There are at least three possible ways to achieve this.
- Plate-based methods: A microtiter plate is used (a grid-like arrangement of many miniature "test tubes" called "wells") and a flow cytometer is used to place exactly one cell into each well.
- Microfluidic methods: An emulsion of water droplets in oil is produced using microfluidics such that each water-in-oil droplet contains (ideally) at most one cell.
- Combinatorial indexing: We skip the explanation for these.
Each compartment (well or droplet) gets a "DNA barcode oligo": a short piece of DNA with a random sequence that gets incorporated into the cDNA during reverse transcription. Thus, each sequenced fragment contains teh sequence of the RNA fragment, together with this "cell barcode" that identifies the compartment (and hence the cell) that the read came from.
We will get back to details on how this works.
#### Preprocessing of single-cell RNA-Seq data
- As before, each reads gets aligned to the genome. Afterwards, the gene that the read maps to is identified.
- Additionally, the cell barcode is analysed. A list of all cell barcodes that appear in the sample is generated, and each read is assigned to one element in this list.
- The final result is a *count matrix*:
- The rows of the matrix correspond to genes.
- The columns correspond to cell barcodes and hence cells.
- The matrix entries tell how many reads have been found that mapped to this gene and seemed to originated from the cell with this barcode.
There are a number of complications that we will need to discuss:
- A barcode may be corrupted by a read error, causing a read to be assigned to the wrong cell.
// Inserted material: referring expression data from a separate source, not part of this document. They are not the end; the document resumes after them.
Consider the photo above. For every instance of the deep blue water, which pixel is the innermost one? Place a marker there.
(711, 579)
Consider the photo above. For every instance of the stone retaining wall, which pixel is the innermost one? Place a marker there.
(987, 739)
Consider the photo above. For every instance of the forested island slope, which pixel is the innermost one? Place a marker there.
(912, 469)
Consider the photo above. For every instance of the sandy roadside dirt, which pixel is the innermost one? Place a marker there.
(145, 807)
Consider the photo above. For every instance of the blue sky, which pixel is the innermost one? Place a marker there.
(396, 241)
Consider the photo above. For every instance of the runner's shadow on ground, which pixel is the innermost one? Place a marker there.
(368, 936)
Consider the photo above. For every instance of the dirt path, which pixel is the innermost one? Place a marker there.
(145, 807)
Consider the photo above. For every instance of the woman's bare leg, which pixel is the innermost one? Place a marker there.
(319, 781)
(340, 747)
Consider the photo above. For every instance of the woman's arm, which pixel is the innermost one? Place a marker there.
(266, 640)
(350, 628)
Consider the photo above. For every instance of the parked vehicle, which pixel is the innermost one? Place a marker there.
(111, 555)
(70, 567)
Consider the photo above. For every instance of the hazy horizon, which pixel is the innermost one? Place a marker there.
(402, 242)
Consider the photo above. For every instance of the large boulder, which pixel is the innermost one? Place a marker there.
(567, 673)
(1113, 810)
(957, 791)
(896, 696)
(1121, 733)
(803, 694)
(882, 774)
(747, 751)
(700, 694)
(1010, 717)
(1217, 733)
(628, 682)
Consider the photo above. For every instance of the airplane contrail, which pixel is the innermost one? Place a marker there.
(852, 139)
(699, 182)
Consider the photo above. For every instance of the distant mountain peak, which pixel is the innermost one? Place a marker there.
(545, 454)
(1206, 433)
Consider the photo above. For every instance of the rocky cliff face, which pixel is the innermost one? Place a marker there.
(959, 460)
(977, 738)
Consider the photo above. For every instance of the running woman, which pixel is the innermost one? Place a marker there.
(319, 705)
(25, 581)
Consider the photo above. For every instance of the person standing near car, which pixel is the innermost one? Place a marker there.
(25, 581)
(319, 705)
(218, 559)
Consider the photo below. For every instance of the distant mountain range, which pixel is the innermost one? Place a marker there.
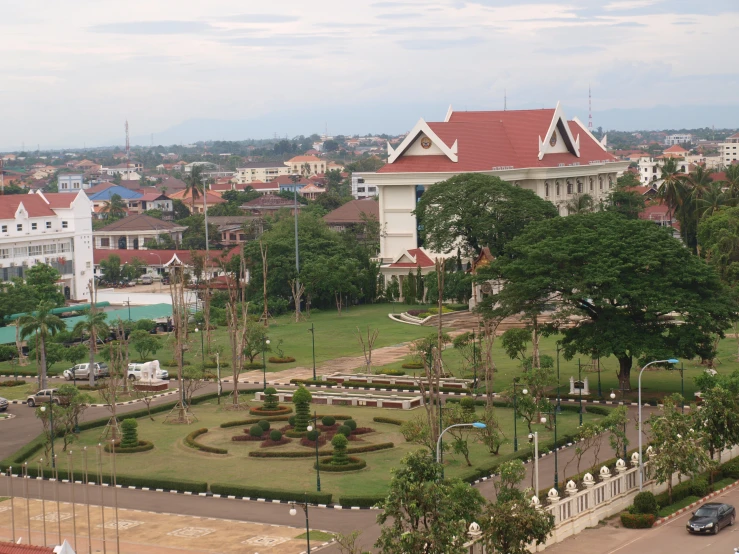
(350, 120)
- A compartment may not have contained a cell but still contained a few RNA molecules that were present in the solution, stemming from destroyed cells with broken cell membrane. Such barcode will have very few reads assigned to them, and we have to recognize them as not being cells.
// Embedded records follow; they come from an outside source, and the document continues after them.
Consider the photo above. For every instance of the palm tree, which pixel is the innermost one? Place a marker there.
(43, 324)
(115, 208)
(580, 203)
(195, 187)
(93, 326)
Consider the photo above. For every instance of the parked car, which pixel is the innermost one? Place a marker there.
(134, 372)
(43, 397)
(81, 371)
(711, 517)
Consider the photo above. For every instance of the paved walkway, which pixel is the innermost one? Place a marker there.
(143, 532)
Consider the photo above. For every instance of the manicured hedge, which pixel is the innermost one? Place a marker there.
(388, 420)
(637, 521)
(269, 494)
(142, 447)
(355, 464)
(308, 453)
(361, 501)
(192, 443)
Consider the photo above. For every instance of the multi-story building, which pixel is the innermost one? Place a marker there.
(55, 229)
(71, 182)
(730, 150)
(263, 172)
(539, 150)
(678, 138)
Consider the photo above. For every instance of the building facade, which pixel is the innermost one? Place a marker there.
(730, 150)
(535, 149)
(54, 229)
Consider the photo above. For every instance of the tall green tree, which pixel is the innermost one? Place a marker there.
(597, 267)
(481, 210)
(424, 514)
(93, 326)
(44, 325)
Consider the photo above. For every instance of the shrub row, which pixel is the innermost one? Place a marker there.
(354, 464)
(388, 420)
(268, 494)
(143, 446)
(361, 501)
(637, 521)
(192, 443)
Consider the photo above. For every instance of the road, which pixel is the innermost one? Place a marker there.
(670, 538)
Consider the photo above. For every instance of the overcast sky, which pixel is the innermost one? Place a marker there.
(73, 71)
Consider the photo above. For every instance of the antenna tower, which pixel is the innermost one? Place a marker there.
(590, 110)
- A compartment might have contained more than one cell, and thus a mixture of RNA from several cells of possibly different type. This is called a "doublet".
The main issue, however, is: The process is very lossy. A typical mammalian cell contains a several hundred thousands of mRNA molecules, but we usually only get a few thousand (microfluidics methods) or at best up to around 20,000 reads (plate-based methods).
Which molecules get sequenced is a random process, and we need to take care of the "counting noise" thus produced.
Many genes are produced by the cells at very low copy numbers, and with the selection during sequencing, we will very frequently end up with a zero count. The count matrix is therefore very *sparse* (i.e., a large fraction of the matrix elements have the value 0).